La jeune physicienne qui arrive à l'école Polytechnique fédérale de Zurick pour y poursuivre son cursus, à la fin du XIXe siècle, est une sacrée tête. À une époque où l’accès aux études (notamment scientifiques) est semé d’embûches pour les femmes, Mileva, née en 1875 dans une famille aisée de l’actuelle Serbie, s’impose par son talent.

Mileva dans l'ombre d'Albert Einstein

Seule fille dans sa classe, elle se découvre une complicité intellectuelle avec l’un de ses condisciples, Albert Einstein, qui se mue en histoire d’amour. Le couple travaille fiévreusement ; "nos travaux", "notre théorie", s’exclame Albert dans ses lettres à Mileva. De facto, les publications d’Einstein, dont celles de 1905, son "année merveilleuse" où il jette sur le papier les bases de la physique moderne, bénéficient de l’apport conséquent de la jeune femme ; le premier de ces articles n’est-il pas, à l’origine, cosigné de leurs deux noms ? Que s’est-il passé pour que seul celui d’Einstein demeure ?

Selon de nombreux·ses historien·nes, Mileva se serait effacée, craignant que sa présence amoindrisse la portée de leurs recherches.
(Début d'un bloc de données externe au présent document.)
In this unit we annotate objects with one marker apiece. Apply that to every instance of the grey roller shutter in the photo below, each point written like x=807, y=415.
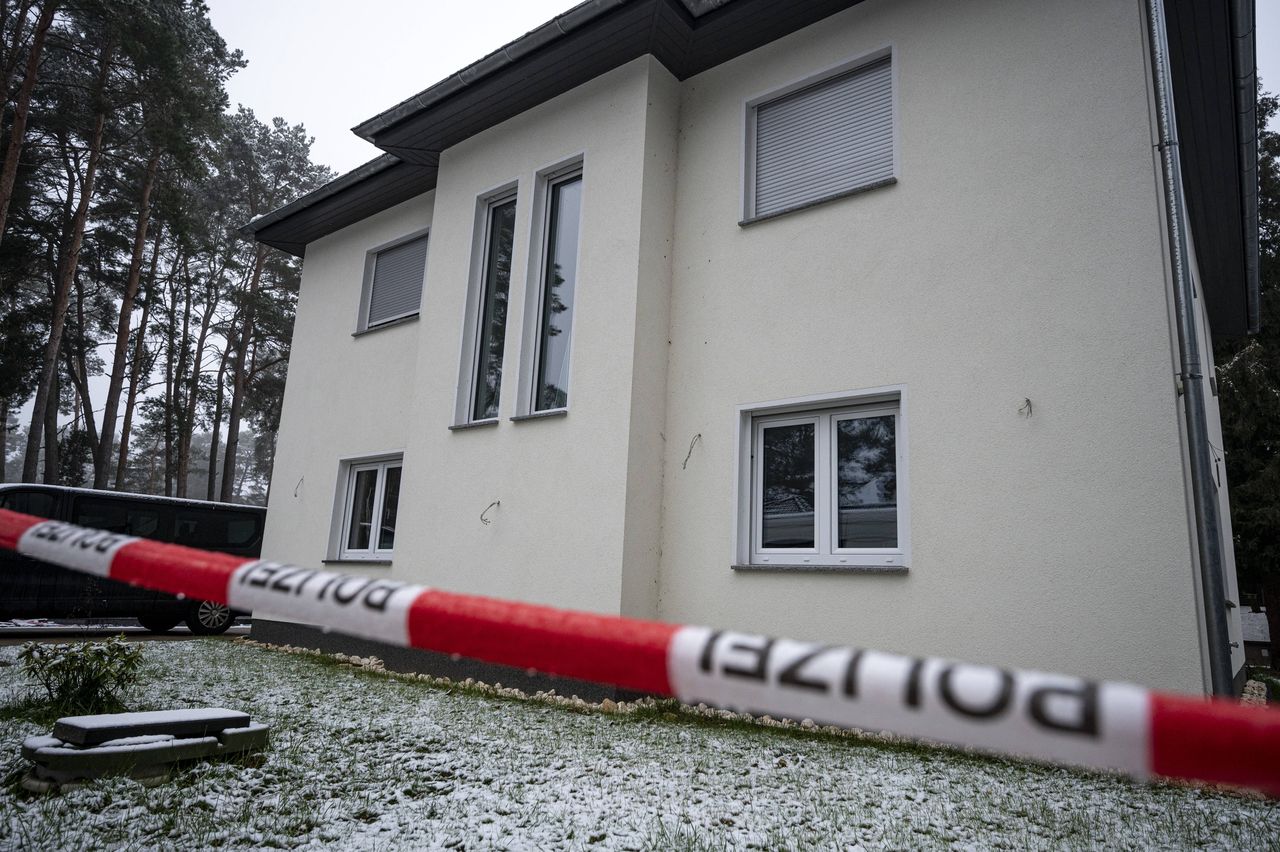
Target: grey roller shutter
x=824, y=140
x=397, y=285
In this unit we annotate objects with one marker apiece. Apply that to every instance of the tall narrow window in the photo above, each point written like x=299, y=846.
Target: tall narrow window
x=496, y=283
x=369, y=509
x=558, y=288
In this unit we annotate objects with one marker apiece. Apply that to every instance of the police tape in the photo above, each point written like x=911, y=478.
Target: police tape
x=1023, y=714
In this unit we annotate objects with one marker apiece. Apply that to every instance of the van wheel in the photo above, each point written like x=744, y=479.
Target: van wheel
x=208, y=618
x=158, y=623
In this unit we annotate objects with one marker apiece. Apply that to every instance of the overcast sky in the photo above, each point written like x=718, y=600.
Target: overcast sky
x=330, y=65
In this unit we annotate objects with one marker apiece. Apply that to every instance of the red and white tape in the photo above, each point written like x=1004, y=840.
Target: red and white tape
x=1025, y=714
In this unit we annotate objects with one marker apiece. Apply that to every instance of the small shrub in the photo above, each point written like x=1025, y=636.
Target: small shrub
x=85, y=677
Mais Einstein n’est pas non plus un tendre. Pendant des années, sous l’influence de ses parents qui accablent Mileva de tous les défauts (pas allemande, trop intello, trop vieille – elle a trois ans de plus que lui), Einstein refuse de l’épouser. Puis, une fois le mariage célébré, il se consacre à ses théories, laissant à son épouse le soin du ménage et des enfants (deux garçons).

Piégée par la misogynie et son rôle de mère

En 1912, déjà célèbre, il tombe amoureux… de sa cousine germaine, et quitte Mileva pour elle, tout en se répandant en mots insultants sur son amour de jeunesse : il écrit regretter avoir eu des enfants avec une "femme moralement et physiquement inférieure"…

Ainsi Mileva est devenue, bien malgré elle, une victime de "l’effet Matilda". Cette expression (en référence à Matilda Joslyn Gage, une militante du XIXe siècle qui, la première, s’est insurgée contre la spoliation des idées féminines par les hommes) a été forgée par une historienne pour désigner le processus d’invisibilisation des femmes scientifiques. Mileva Maric-Einstein meurt en 1948 dans un certain dénuement, seule à s’occuper de ses enfants, dont un schizophrène. Elle n’a jamais eu le temps, ni les moyens, de reprendre ses recherches scientifiques.

Ce portrait a été initialement publié dans le Marie Claire numéro 849, daté juin 2023.